Some of the seamstresses have toiled at the house for decades, and it is a tribute to the workroom’s family feeling that each person gets to pick the dress she or he will be working on.

This kind of continuity with the past is emphasized by director Tcheng’s decision to have an actor read excerpts from a memoir written by Christian Dior over newsreel footage of the founding designer.

Since “Dior and I” was made with the house’s cooperation, the film is not a piece of investigative journalism, but it does give us glimpses of the reality of this kind of business. For instance, we witness a clash involving one of the premieres; Simons insists he needs her, but she is out of the country doing a personal fitting for one of the wealthy clients who spend hundreds of thousands a year on dresses.

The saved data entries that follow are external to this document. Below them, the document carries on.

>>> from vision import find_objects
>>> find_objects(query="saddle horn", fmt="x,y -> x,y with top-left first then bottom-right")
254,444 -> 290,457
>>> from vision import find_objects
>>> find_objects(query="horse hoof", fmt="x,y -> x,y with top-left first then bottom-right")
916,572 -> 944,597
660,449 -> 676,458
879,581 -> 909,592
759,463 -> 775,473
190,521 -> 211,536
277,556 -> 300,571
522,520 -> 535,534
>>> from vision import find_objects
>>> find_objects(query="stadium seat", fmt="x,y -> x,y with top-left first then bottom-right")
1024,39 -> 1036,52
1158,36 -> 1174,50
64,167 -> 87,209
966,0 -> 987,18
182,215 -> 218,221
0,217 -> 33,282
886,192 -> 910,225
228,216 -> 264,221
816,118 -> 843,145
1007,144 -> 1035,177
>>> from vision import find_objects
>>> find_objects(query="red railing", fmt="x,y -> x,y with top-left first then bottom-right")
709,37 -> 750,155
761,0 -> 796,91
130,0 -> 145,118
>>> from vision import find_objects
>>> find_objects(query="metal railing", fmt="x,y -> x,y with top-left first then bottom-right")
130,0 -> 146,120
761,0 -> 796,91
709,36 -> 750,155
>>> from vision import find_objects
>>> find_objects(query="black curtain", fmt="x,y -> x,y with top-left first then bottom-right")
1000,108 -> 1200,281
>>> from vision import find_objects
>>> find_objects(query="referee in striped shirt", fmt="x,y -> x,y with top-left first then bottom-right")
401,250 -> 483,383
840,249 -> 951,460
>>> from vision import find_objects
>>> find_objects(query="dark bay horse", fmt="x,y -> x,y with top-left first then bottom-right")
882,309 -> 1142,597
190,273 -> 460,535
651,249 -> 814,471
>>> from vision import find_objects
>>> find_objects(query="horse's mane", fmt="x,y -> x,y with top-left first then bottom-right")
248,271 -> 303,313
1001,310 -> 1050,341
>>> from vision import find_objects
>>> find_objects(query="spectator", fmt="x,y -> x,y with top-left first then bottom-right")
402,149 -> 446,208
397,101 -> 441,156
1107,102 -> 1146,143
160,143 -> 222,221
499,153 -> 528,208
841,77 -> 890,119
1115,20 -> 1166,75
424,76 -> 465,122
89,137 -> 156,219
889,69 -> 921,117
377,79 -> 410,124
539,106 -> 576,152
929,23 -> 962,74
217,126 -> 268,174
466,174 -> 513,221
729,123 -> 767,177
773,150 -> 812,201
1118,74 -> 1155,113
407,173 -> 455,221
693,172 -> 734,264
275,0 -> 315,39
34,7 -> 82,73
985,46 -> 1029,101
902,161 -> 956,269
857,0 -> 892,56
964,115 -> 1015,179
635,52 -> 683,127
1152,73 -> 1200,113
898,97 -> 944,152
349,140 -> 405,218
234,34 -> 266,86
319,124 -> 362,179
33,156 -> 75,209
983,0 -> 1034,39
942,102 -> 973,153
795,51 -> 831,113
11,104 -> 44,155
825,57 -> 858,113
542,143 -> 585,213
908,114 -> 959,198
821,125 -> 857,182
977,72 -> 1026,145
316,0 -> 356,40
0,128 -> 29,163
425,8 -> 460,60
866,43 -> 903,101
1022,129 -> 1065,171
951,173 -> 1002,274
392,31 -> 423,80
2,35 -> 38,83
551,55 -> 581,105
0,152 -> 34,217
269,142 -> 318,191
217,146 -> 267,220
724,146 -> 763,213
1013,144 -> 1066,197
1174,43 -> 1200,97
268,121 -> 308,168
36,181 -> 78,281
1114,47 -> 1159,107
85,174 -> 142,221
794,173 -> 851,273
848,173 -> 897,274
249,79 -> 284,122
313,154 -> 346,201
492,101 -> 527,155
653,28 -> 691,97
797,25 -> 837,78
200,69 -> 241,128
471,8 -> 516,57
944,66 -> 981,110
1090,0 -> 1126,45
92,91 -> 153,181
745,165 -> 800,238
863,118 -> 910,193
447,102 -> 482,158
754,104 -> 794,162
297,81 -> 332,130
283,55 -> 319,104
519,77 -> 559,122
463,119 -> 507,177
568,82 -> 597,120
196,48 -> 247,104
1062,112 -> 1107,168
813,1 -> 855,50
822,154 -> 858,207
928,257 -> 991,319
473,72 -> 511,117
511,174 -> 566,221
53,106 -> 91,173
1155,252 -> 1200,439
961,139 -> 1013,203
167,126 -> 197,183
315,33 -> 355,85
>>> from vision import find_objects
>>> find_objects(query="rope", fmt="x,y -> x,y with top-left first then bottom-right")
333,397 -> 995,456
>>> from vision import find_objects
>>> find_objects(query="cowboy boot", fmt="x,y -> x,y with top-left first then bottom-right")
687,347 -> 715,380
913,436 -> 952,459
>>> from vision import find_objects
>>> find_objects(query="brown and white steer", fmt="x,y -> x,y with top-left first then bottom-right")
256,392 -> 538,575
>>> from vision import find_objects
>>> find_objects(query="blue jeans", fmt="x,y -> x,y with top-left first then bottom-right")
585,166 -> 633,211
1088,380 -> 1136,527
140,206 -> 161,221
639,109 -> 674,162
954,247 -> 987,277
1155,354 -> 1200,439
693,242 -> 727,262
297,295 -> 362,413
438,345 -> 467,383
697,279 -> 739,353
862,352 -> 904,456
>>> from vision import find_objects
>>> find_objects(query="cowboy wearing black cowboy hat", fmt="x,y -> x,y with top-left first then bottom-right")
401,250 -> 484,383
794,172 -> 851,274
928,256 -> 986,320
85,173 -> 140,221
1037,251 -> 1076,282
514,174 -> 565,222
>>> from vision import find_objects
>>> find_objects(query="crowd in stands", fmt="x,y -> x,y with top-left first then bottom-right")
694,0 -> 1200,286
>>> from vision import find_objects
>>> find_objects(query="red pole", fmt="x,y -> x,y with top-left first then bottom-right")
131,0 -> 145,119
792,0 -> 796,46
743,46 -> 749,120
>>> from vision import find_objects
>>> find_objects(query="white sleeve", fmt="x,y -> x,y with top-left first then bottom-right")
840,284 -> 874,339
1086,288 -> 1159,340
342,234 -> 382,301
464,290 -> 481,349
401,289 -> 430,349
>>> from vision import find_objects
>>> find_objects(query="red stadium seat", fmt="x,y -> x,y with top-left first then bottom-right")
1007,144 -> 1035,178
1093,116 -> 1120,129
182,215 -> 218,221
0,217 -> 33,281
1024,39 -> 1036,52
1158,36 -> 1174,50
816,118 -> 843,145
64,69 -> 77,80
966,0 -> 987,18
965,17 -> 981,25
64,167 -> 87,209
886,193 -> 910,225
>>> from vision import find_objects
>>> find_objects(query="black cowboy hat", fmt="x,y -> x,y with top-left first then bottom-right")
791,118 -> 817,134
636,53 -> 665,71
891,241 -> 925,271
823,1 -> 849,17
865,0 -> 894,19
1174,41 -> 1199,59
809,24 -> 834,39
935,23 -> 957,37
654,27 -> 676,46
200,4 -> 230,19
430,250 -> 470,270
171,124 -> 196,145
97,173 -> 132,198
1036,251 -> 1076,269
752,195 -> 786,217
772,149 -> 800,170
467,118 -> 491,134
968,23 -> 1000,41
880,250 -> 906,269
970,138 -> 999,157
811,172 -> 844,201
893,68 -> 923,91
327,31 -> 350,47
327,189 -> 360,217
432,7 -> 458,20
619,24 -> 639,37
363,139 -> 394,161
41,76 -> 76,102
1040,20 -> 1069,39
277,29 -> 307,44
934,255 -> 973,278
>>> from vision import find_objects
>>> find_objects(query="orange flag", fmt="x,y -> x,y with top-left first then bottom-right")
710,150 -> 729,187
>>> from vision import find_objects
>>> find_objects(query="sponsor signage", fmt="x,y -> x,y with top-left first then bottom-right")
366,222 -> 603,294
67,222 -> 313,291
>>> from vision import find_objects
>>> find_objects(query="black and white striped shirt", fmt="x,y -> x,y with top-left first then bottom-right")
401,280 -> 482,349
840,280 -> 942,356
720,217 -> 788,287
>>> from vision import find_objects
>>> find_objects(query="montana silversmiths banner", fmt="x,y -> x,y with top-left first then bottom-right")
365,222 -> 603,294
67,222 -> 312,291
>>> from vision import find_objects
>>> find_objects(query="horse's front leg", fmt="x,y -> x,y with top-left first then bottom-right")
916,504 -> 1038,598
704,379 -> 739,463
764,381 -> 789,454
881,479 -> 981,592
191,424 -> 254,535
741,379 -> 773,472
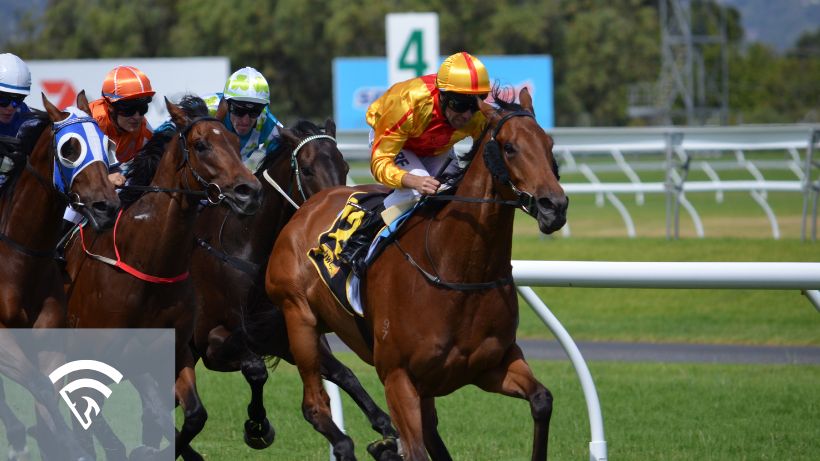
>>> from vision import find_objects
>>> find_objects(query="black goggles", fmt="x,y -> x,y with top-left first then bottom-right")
229,101 -> 265,118
0,93 -> 25,108
443,92 -> 485,113
113,98 -> 151,116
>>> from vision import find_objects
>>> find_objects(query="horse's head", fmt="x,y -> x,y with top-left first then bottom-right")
270,118 -> 349,202
43,91 -> 121,230
477,87 -> 568,234
166,97 -> 262,215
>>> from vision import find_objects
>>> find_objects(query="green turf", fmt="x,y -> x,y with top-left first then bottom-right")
182,355 -> 820,460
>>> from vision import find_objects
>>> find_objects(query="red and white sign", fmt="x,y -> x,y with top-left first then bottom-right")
27,57 -> 230,127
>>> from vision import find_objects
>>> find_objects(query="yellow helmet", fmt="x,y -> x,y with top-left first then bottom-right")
436,52 -> 490,95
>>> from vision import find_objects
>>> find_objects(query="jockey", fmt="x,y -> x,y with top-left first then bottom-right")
0,53 -> 32,189
89,65 -> 155,184
366,51 -> 490,220
201,66 -> 283,171
60,65 -> 155,238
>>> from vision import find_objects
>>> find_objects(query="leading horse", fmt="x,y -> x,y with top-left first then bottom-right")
189,119 -> 398,457
265,87 -> 567,460
0,92 -> 120,460
63,96 -> 261,460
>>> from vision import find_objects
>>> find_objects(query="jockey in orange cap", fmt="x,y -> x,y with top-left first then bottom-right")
366,51 -> 490,218
89,65 -> 155,182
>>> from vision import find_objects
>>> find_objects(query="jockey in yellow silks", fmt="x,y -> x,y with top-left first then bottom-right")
366,52 -> 491,219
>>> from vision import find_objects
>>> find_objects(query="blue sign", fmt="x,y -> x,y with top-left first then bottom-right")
333,55 -> 553,130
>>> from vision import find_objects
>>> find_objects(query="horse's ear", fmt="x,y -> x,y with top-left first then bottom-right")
76,90 -> 91,115
42,92 -> 67,122
478,98 -> 499,124
324,118 -> 336,137
165,97 -> 189,127
518,87 -> 534,114
215,98 -> 228,121
279,127 -> 300,146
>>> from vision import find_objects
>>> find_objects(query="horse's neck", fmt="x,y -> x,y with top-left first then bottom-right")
119,144 -> 201,271
0,134 -> 63,247
426,165 -> 515,276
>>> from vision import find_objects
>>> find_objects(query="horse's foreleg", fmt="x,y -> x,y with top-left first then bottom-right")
382,368 -> 427,461
317,335 -> 400,460
420,397 -> 451,461
474,344 -> 552,461
283,301 -> 355,461
175,351 -> 207,461
240,353 -> 276,449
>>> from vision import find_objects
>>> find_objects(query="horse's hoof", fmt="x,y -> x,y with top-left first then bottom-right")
366,436 -> 401,461
7,446 -> 30,461
243,419 -> 275,449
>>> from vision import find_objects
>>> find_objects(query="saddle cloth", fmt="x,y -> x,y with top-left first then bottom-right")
308,191 -> 414,316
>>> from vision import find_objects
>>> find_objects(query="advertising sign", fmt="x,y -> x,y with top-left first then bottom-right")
26,57 -> 230,128
333,55 -> 554,131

Money also becomes an issue when Simons decides he wants to rent a Paris mansion for his show and cover all the walls with fresh flowers. The expense is so large that Bernard Arnault, the head of the company that owns Dior, has to personally approve it, causing Vogue Editor Anna Wintour to needle Simons: “I see you didn’t have any budget issues,” she says, when she sees it.

The moments when the dresses are finished and being worn by models turn out to be a bittersweet experience for the people in the ateliers, whose work is no longer needed.

“The adventure is over,” one of them says with resignation, but another woman, peeking through the curtain, murmurs, “Couture is beautiful.” A true believer to the end.